Associações que representam operadores destacam que a medida ajuda a deixar mais claro o papel das apostas dentro da economia formal.
A Associação Nacional de Jogos e Loterias (ANJL) considera que a inclusão no texto constitucional reforça a transparência e evidencia a necessidade de combater operadores ilegais. Já o Instituto Brasileiro de Jogo Responsável (IBJR) aponta que a proposta contribui para consolidar a legitimidade das empresas que atuam dentro das regras.
Na mesma linha, a Associação Brasileira de Bets e Fantasy Sport (ABFS) afirma que apoia a iniciativa por entender que ela também fortalece o enfrentamento ao crime organizado.
Durante a tramitação na Câmara, o relator da proposta, o deputado Mendonça Filho, optou por não incluir no texto regras sobre tributação.
Foram rejeitadas tanto sugestões do governo para aumentar a carga tributária quanto pedidos do próprio setor para impedir futuros aumentos. Segundo o parlamentar, esse tipo de definição não deve ser fixado na Constituição.
Como resultado, permanece aberta a possibilidade de ajustes nas alíquotas por meio de leis ordinárias.
Do ponto de vista jurídico, especialistas avaliam que a proposta pode servir como um argumento adicional em defesa da legalidade das apostas no país.
Para a professora Marina Faraco, a previsão constitucional tende a dificultar mudanças bruscas no status do setor. Isso porque qualquer tentativa de proibição teria que passar por uma alteração na própria Constituição.
Ainda assim, há divergências. O próprio relator da PEC ressalta que a medida, por si só, não garante segurança jurídica total. Segundo ele, a existência de arrecadação depende da legalidade definida por leis ordinárias, o que, em tese, ainda poderia ser alterado.
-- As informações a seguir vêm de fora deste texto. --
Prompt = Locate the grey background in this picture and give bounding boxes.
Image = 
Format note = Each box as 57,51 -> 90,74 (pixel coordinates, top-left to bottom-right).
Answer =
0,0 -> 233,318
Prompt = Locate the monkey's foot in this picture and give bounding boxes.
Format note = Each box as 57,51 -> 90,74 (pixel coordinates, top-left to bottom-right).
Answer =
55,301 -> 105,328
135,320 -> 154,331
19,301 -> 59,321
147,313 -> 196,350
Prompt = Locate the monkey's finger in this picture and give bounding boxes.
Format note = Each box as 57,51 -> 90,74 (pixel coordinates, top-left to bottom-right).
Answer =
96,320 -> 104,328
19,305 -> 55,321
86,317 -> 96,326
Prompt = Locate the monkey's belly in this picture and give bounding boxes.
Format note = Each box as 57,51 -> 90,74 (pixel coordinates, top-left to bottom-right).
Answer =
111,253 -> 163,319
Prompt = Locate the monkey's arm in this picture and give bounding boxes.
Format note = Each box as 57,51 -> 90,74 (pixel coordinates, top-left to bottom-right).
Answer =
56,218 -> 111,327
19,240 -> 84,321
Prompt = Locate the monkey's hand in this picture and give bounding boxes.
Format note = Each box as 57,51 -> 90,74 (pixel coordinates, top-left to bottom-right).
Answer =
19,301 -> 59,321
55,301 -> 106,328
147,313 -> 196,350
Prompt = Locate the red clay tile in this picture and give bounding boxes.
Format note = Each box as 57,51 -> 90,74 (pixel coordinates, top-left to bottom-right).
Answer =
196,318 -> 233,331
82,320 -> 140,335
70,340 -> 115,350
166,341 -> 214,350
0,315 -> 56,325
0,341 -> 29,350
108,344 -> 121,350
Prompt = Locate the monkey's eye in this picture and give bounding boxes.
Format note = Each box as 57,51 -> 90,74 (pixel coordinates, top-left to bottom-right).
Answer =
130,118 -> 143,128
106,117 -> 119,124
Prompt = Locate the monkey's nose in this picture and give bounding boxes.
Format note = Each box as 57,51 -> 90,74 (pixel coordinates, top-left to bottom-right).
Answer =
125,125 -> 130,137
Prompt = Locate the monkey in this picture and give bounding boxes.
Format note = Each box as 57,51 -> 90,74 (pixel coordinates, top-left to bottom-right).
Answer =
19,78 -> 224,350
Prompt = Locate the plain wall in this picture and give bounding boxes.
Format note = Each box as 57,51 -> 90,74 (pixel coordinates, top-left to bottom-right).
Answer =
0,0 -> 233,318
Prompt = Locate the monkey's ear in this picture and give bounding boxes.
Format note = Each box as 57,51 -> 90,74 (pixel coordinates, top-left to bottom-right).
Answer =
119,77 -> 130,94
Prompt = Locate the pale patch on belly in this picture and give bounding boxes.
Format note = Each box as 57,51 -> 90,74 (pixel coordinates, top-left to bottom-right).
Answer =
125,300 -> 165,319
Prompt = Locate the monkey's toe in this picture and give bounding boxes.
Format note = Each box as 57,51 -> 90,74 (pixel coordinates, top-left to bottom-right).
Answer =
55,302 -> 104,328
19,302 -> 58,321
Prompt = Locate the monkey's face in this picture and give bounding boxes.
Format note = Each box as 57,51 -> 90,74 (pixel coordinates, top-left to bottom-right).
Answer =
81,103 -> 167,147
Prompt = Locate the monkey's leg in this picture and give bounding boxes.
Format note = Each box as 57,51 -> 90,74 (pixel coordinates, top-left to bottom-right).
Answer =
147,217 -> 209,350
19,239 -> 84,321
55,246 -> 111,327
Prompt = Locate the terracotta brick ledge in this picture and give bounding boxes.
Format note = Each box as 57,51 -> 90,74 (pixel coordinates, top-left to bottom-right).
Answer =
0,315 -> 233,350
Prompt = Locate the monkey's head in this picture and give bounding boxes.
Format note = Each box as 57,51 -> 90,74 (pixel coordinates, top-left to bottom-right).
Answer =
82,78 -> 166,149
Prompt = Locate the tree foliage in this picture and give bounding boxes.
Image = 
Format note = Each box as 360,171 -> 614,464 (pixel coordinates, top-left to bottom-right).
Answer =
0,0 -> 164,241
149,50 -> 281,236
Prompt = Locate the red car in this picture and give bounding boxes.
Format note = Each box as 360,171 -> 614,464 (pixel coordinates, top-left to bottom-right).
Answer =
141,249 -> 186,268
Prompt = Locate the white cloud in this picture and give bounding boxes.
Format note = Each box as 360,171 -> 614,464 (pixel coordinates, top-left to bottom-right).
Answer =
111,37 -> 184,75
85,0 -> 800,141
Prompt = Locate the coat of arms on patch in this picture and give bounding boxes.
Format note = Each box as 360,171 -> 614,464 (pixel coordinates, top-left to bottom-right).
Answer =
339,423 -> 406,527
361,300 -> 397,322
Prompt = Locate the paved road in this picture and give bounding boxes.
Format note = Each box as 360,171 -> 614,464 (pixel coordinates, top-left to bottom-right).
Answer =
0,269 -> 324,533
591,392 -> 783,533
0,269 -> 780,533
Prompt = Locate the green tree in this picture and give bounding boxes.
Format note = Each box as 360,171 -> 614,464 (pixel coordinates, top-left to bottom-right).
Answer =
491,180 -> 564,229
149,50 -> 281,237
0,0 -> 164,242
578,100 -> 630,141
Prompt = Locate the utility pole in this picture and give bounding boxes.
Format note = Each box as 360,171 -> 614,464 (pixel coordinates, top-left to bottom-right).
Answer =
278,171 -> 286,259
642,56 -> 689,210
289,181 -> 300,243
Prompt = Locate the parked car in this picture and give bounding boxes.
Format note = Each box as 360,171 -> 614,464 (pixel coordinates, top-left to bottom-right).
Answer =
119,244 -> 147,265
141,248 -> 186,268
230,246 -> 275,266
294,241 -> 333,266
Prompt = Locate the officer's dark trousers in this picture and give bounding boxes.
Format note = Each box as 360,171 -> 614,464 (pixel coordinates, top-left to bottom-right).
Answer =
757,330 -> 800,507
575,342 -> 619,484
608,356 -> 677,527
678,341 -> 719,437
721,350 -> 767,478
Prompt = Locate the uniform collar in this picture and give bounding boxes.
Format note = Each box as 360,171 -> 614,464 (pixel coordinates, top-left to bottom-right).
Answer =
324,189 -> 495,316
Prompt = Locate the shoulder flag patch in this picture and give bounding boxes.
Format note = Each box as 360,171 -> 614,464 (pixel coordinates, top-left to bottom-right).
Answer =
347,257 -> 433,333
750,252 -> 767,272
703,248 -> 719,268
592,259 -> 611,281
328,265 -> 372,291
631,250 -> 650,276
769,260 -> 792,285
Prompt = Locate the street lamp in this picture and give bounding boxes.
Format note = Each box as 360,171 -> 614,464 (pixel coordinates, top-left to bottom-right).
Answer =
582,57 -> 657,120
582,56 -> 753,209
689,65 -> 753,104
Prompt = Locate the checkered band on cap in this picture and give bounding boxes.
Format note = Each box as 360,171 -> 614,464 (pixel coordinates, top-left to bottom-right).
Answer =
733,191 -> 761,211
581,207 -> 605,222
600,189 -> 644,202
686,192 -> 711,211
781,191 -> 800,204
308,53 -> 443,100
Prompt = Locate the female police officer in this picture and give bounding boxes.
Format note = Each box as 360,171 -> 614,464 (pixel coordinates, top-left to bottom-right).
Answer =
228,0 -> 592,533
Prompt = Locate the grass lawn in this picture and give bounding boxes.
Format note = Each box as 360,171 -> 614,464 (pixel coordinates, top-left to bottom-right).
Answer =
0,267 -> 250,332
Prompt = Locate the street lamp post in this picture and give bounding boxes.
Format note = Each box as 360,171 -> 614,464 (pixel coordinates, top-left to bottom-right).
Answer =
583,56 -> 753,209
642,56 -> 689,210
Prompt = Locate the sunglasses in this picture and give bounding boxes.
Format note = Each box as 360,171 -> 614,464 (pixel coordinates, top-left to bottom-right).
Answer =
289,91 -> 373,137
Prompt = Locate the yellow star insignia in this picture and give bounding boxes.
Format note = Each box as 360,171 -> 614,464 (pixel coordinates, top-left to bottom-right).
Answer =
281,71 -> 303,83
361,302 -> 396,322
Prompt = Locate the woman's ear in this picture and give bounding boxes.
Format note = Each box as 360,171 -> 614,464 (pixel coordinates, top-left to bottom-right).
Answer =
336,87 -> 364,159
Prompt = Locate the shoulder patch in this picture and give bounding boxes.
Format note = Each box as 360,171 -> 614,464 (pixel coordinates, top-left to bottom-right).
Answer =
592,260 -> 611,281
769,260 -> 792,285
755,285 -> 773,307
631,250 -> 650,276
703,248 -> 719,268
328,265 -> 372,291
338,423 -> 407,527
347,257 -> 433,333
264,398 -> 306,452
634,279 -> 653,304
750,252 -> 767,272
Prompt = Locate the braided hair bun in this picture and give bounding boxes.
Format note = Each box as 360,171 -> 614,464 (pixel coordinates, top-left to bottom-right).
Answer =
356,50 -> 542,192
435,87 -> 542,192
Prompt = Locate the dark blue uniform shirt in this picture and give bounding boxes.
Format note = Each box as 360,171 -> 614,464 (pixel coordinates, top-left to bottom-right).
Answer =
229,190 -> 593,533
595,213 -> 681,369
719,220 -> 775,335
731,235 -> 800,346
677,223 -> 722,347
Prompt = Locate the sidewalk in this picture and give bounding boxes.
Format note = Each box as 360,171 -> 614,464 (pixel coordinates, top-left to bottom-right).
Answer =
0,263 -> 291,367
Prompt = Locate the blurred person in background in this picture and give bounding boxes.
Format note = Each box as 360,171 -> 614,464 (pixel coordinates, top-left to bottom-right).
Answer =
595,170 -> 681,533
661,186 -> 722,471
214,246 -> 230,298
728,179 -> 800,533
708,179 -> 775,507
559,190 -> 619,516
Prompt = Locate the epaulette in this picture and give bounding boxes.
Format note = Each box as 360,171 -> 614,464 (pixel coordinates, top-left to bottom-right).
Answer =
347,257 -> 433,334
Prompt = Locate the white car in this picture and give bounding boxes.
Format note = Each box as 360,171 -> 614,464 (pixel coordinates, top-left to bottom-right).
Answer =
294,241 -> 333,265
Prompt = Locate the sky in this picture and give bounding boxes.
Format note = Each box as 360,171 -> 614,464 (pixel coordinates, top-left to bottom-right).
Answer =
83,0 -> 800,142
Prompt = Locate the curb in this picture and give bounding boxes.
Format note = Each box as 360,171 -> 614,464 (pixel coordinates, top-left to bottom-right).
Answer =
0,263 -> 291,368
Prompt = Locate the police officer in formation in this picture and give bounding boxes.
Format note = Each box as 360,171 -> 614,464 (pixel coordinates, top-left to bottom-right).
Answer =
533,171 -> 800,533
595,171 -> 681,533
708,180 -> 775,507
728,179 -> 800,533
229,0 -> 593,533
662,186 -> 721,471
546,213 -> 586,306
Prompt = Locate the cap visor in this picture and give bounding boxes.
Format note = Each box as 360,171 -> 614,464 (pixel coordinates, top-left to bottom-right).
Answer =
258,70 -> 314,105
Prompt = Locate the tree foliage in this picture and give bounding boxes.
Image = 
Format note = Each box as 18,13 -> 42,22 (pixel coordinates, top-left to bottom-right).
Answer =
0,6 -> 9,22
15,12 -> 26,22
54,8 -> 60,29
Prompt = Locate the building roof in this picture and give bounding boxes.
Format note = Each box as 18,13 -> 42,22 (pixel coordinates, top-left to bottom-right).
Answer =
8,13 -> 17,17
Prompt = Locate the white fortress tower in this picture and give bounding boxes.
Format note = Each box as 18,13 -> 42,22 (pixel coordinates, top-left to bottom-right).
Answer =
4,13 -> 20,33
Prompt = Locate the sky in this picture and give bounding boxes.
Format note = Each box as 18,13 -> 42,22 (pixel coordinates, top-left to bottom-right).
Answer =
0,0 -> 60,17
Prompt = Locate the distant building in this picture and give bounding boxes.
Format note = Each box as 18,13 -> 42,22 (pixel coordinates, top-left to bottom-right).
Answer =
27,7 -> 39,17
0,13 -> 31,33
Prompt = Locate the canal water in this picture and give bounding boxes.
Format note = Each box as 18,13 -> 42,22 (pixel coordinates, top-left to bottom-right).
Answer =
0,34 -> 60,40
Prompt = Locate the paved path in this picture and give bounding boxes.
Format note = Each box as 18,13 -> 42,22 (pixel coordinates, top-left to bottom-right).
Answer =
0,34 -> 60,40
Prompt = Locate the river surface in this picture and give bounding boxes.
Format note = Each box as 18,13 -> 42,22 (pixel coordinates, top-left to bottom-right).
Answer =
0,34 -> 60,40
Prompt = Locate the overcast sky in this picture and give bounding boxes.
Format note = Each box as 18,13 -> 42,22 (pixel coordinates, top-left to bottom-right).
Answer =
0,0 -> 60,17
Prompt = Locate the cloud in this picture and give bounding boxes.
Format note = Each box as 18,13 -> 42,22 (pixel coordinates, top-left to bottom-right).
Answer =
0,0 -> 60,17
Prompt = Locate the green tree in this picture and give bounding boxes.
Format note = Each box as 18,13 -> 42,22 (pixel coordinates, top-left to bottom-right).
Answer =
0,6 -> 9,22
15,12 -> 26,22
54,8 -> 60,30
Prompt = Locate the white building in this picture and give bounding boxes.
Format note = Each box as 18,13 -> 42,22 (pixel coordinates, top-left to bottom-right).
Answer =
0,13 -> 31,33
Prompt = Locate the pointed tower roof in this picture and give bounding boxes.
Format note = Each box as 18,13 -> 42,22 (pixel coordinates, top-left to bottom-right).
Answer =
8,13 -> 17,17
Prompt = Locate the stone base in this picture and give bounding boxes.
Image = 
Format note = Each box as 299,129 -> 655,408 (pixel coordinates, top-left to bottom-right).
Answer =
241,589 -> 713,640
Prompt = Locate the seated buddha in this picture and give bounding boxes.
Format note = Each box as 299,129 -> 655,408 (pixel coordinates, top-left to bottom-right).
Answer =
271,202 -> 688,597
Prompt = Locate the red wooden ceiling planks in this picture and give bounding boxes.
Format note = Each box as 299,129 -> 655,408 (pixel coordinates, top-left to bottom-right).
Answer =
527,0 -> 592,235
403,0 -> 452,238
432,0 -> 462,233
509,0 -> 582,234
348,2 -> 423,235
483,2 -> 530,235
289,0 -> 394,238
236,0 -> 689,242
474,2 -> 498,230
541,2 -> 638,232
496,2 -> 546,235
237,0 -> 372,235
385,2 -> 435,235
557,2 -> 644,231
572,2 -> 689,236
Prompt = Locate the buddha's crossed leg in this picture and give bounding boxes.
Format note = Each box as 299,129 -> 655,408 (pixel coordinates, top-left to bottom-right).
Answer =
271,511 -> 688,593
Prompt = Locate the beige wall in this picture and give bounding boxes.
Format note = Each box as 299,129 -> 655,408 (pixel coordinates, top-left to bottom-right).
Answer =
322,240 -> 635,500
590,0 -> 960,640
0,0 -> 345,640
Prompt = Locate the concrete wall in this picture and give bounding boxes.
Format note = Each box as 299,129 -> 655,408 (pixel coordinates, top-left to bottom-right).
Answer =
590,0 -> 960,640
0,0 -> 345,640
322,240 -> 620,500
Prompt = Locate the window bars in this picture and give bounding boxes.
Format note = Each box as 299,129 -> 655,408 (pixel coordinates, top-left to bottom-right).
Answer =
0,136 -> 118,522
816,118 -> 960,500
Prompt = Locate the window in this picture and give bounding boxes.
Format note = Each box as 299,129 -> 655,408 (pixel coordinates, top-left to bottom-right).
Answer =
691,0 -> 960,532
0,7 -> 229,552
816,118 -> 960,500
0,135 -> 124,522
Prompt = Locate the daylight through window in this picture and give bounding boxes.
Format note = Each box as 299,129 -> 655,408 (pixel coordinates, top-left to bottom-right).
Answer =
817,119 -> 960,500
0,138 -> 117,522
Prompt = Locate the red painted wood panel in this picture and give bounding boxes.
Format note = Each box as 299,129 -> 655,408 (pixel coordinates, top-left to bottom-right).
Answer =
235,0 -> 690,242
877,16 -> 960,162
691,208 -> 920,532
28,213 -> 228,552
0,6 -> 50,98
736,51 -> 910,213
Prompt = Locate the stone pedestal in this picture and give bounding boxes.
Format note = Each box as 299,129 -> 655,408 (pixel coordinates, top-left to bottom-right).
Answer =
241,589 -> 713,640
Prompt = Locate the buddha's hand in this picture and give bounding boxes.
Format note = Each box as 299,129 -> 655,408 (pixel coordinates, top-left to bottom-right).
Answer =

Apesar da avaliação positiva, representantes do mercado reconhecem pontos de atenção. A ausência de limites para futuras elevações de impostos foi vista como um sinal de alerta por parte de integrantes da área jurídica do setor.
Nos últimos meses, o ambiente regulatório já passou por mudanças, incluindo aumento gradual da tributação sobre a receita das operadoras aprovado pelo Congresso.
Além disso, o tema ainda enfrenta questionamentos no Judiciário. No fim de 2025, o procurador-geral da República, Paulo Gonet, reforçou no Supremo Tribunal Federal um pedido para suspender normas que autorizam o funcionamento das apostas no país.
Com a aprovação na Câmara, a PEC agora segue para análise do Senado Federal. Ainda não há uma data definida para a votação.
Caso seja aprovada pelos senadores, a proposta será promulgada diretamente, sem necessidade de sanção presidencial, característica típica de emendas constitucionais.
Enquanto isso, o setor acompanha de perto a tramitação, vendo na proposta um possível marco na consolidação definitiva das apostas esportivas no Brasil.